Talking Trash

Esther Wagner talks about litter and the problems that it causes.
Photo by Melissa Rollins

Lunch and learn gives insight to cost of trash on South Carolina communities

By Melissa Rollins, Editor,

Litter is more than just an annoyance; it can actually be dangerous. During a recent Darlington Chamber of Commerce Lunch and Learn, a representative of Palmetto Pride explained the benefits of keeping your streets and town safe.

Esther Wagner gave facts and figures that highlight the fact that litter costs billions of dollars annually to clean up.

At the beginning of her presentation, Wagner asked participants what they thought the number one most littered item was. Many answered cigarette butts and Wagner said that that is both in number and in volume.

“The number two most littered is a beverage container,” Wagner said. “Think about the size of a bottle of beer and the size of a cigarette butt. If you had all the cigarette butts that are littered in the world all in one pile and all the bottles in another pile, that pile of cigarettes would be larger.”

Unsecured loads in vehicles is the number one cause of unintentional littering.

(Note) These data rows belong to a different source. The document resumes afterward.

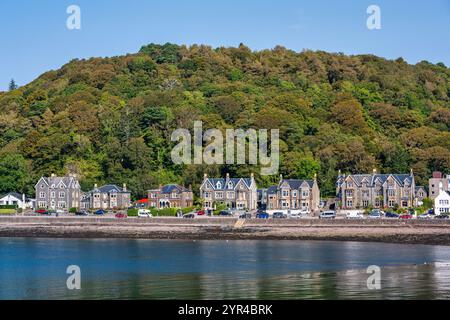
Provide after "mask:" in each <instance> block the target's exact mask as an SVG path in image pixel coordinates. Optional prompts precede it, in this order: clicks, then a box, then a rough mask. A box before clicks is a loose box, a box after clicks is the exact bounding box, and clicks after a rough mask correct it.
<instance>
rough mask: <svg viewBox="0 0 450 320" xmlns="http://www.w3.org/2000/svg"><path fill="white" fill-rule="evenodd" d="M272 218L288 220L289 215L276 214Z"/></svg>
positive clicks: (283, 213) (285, 213)
mask: <svg viewBox="0 0 450 320" xmlns="http://www.w3.org/2000/svg"><path fill="white" fill-rule="evenodd" d="M272 217H273V218H274V219H287V214H286V213H283V212H275V213H274V214H273V215H272Z"/></svg>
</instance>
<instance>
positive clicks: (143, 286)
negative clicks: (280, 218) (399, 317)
mask: <svg viewBox="0 0 450 320" xmlns="http://www.w3.org/2000/svg"><path fill="white" fill-rule="evenodd" d="M69 265H78V266H79V267H80V268H81V286H82V288H81V290H75V291H70V290H68V289H67V286H66V280H67V277H68V276H69V275H67V274H66V268H67V267H68V266H69ZM370 265H378V266H380V267H381V270H382V273H381V279H382V280H381V290H377V291H373V290H368V289H367V284H366V283H367V278H368V276H369V275H368V274H367V273H366V270H367V267H368V266H370ZM353 298H358V299H449V298H450V247H440V246H423V245H395V244H376V243H357V242H313V241H159V240H158V241H155V240H73V239H70V240H69V239H21V238H3V239H0V299H353Z"/></svg>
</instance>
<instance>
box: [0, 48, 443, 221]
mask: <svg viewBox="0 0 450 320" xmlns="http://www.w3.org/2000/svg"><path fill="white" fill-rule="evenodd" d="M449 79H450V70H449V69H448V68H447V67H446V66H445V65H443V64H442V63H440V64H437V65H433V64H431V63H428V62H421V63H418V64H416V65H408V64H407V63H406V62H405V61H403V60H402V59H398V60H396V61H389V60H385V59H382V58H378V57H375V56H372V55H361V56H345V55H343V54H330V53H326V52H312V51H304V52H301V53H297V52H294V51H292V50H288V49H286V48H283V47H276V48H274V49H273V50H263V51H259V52H254V51H252V50H250V49H249V48H248V47H246V46H245V45H240V46H239V47H237V48H217V49H213V48H210V47H208V46H203V45H193V46H191V47H186V46H179V45H175V44H170V43H167V44H164V45H159V44H149V45H146V46H143V47H142V48H141V50H140V52H139V53H136V54H130V55H126V56H122V57H113V58H91V59H86V60H84V59H83V60H73V61H71V62H69V63H68V64H66V65H64V66H63V67H62V68H61V69H60V70H56V71H50V72H47V73H45V74H43V75H42V76H40V77H39V78H38V79H36V80H35V81H33V82H31V83H30V84H27V85H25V86H23V87H20V88H15V90H11V91H9V92H4V93H2V94H1V95H0V192H6V191H17V192H27V193H30V194H32V193H33V191H32V190H33V187H34V184H35V182H36V181H37V179H38V178H39V176H41V175H48V174H51V173H58V174H65V173H67V172H75V173H77V174H78V175H79V176H80V180H81V184H82V187H83V188H84V189H90V188H92V185H93V184H94V183H116V184H119V185H121V184H122V183H126V184H127V185H128V187H129V189H130V190H131V191H132V193H133V196H134V197H136V198H137V197H139V198H140V197H145V196H146V194H147V190H148V189H150V188H155V187H157V186H158V185H159V184H167V183H185V184H186V185H190V184H192V187H193V190H194V191H197V190H198V187H199V185H200V183H201V181H202V177H203V173H204V172H205V171H207V172H208V173H209V174H211V175H224V173H226V172H230V173H231V174H233V175H238V176H239V175H249V174H250V173H251V172H252V171H253V172H255V173H256V174H257V173H258V172H259V168H258V167H254V168H253V167H250V166H230V165H224V166H208V167H205V166H180V165H175V164H173V163H172V161H171V156H170V152H171V150H172V147H173V143H172V142H171V140H170V137H171V133H172V132H173V131H174V130H175V129H178V128H187V129H192V126H193V122H194V121H196V120H202V121H203V123H204V128H205V129H210V128H217V129H220V130H225V129H227V128H230V127H232V128H235V129H238V128H243V129H248V128H254V129H279V130H280V138H281V141H280V148H281V155H280V159H281V163H280V172H281V173H282V174H283V175H285V176H286V177H289V178H312V176H314V174H315V173H317V174H318V181H319V185H320V189H321V193H322V194H323V196H332V195H334V193H335V182H336V175H337V172H338V170H339V169H340V170H342V171H344V172H353V173H358V172H371V171H372V169H373V168H374V167H377V168H379V169H380V170H381V171H382V172H388V171H389V172H396V173H407V172H409V170H410V168H413V169H414V172H415V173H416V182H417V183H418V184H425V185H426V184H427V180H428V178H429V176H430V175H431V173H432V171H434V170H439V171H449V170H450V142H449V141H450V133H449V128H450V108H449V106H450V95H449V92H450V82H449ZM256 179H257V182H258V185H259V186H261V187H267V186H269V185H272V184H274V183H276V182H277V180H278V174H277V175H276V176H273V177H260V176H258V175H256ZM163 214H165V213H164V212H163ZM167 214H169V215H175V212H167Z"/></svg>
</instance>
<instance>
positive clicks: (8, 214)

“In a recent poll, 75 percent of Americans said that they have littered in the last five years,” Wager said. “Not all of that is intentional of course but unintentional litter is still litter.”

Wager said that filling garbage cans to overflow, whether at home or while out, is considered littering because there is no guarantee that the trash will stay in the can and not be taken by an animal or a gust of wind.

“The law actually says that you have to dispose of your litter in a way that ensures that it is secure,” Wagner said.

A few things that Wagner said people don’t always consider when littering is that litter eventually ends up in the water, which ends up in us.

“Why does it matter if there is trash in the ocean,” Wagner asked. “Because what goes in the ocean eventually goes in us. They have done research on fish and ever fish they have done research on in the last ten years has had plastic in it.”

Wagner also said that litter decreases property value and encourages crime.

“Criminals look for neighborhoods with litter because it looks like no one cares,” Wager said.

After laying out the problems with litter and how they affect everyone, Wager suggested ways to help combat that in Darlington and Darlington County using the four pillars of Palmetto Pride: Education, Awareness, Enforcement and Pickup.

• Have a cohesive litter abatement plan in your community.

• Have law enforcement and judges work together to write and enforce fines.

• Do a litter survey. Pick three or four roads in your community and take note of the trash. Once the abate plans are in place, do periodic surveys to see how it is working.

• Host community clean-up days.

• Adopt a road or highway. Commit to cleaning it several times a year.

• Report people littering.
• Show appreciation for those helping to keep communities clean and show the results of your work.